En el otro extremo está la gente normalita que puede dar bastante de sí pero que prefiere refugiarse en la espera de que llegue a ayudarle la diosa Fortuna.


(1) Aunque no hay reglas fijas para conseguir la dicha, sí hay orientaciones que ayudan. El sentido común dice que no basta para ser dichoso el esperarlo todo de la suerte.


(2) Un riesgo calculado, apoyado en el buen sentido y una formación adecuada puede obrar el milagro que seguramente la suerte no deparará. Resumiendo: La prudencia es mejor que la buena suerte, y la mala suerte no es tan mala como la imprudencia.


22. Hombre de plausibles noticias. Es munición de discretos la cortesana gustosa erudición; un práctico saber de todo lo corriente, más a lo noticioso, menos a lo vulgar (1); tener una sazonada copia de sales en dichos, de galantería en hechos y saberlos emplear en su ocasión. Que salió a veces mejor el aviso en su chiste que el más grave magisterio. Sabiduría conversable, valióles más a algunos que todas las siete con ser tan liberales.


Las siete artes liberales (las del trivium y el cuadrivium de los romanos) no son más útiles que un conocimiento generalista puesto al día y adobado con la gracia de un saber decir chispeante, ameno y de oportuna aplicación.

     

Con ese caudal aparentemente ligero se puede incluso impartir enseñanza con más eficacia que con un discurso muy serio, riguroso y elevado.

     

Total, a quien hoy poseyera todas aquellas virtudes, se lo disputarían los canales de TV o radio  más prestigiosos para tenerlo en la plantilla de los progrmas de tertulianos. Y no para que irradiara sabiduría (que los tipos así suelen tener más bibliografía que ideas), sino para atraer anunciantes que son quienes pagan a tenor de la cantidad de gente que sintoniza los programas.

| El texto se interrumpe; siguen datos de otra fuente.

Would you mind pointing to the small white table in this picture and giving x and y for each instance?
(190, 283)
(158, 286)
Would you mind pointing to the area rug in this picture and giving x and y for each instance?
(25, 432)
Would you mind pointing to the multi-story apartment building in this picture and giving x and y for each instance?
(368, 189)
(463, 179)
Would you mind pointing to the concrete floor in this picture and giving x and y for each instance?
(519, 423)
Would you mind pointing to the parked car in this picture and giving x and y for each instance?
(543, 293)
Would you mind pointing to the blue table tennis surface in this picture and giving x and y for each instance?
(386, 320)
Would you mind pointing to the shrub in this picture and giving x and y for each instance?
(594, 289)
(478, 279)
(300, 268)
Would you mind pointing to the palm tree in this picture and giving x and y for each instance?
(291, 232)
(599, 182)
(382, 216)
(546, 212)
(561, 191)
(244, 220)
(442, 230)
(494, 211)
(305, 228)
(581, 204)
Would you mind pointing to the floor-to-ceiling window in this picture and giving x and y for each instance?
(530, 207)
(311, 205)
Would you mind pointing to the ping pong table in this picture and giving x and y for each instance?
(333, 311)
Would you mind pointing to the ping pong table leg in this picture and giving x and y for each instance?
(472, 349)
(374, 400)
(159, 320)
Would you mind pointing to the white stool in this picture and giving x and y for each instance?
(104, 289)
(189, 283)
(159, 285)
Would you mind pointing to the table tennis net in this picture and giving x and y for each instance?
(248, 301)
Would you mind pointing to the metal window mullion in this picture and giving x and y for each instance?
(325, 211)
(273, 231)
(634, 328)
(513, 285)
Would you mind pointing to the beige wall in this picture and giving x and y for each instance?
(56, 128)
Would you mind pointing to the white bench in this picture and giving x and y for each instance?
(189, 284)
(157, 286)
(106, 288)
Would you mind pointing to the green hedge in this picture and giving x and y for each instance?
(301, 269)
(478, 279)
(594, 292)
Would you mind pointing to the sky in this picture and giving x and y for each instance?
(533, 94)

(1) Como se ve, de todas maneras Gracián se inclinaría más bien por el “escritor científico”, el divulgador ameno de revista científica, que por el sabelotodo del mercadillo “rosa”.


23. No tener algún desdoro. El sino de perfección; pocos viven sin achaque, así en lo moral como en lo natural, y se apasionan por ellos, pudiendo curar con facilidad. Lastímase la ajena cordura de que tal vez a una sublime universalidad de prendas se le atreva un mínimo defecto, y basta una nube a eclipsar todo un sol. Son lunares de la reputación, donde para luego, y aun repara, la malevolencia. Suma destreza sería convertirlos en realces. De esta suerte supo César laurear el universal desaire.


El mejor escribano echa un borrón. Éste es el sino de la perfección: estar siempre acompañada de defectos. Lo mismo le pasa a la naturaleza que, ya es benéfica, ya nos perjudica. Pero en su amplio conjunto, no nos podemos quejar de ella. Recientemente se moría un afamado deportista repitiendo que la vida merece la pena: La perfección de la vida y el desdoro de la pena.

     

El verdadero sabio está por encima de sus defectos, no por vanidad o soberbia, sino por sincera humildad: eso es lo que le hace realmente grande.

     

Pero el vulgo no se para en ello y es intransigente con los fallos de los sublimes; en esos fallos repara y aún se ceba.

     

El sobresaliente puntilloso, además de remediar sus defectos, saca partido de ellos: César era calvo, pero se coronaba de laurel. Demóstenes era tartamudo y limitado de voz, pero con su gran fuerza de voluntad llegó a ser el maestro de oratoria que reconocemos en sus Filípicas. Al parecer, Napoleón padecía úlcera de estómago (distinta de la úlcera española que le salió con el 2 de Mayo), pero la instrumentalizó muy sabiamente para procurarse una figura apuesta mientras mitigaba el dolor apretándose el estómago con la mano enfundada en su chaleco.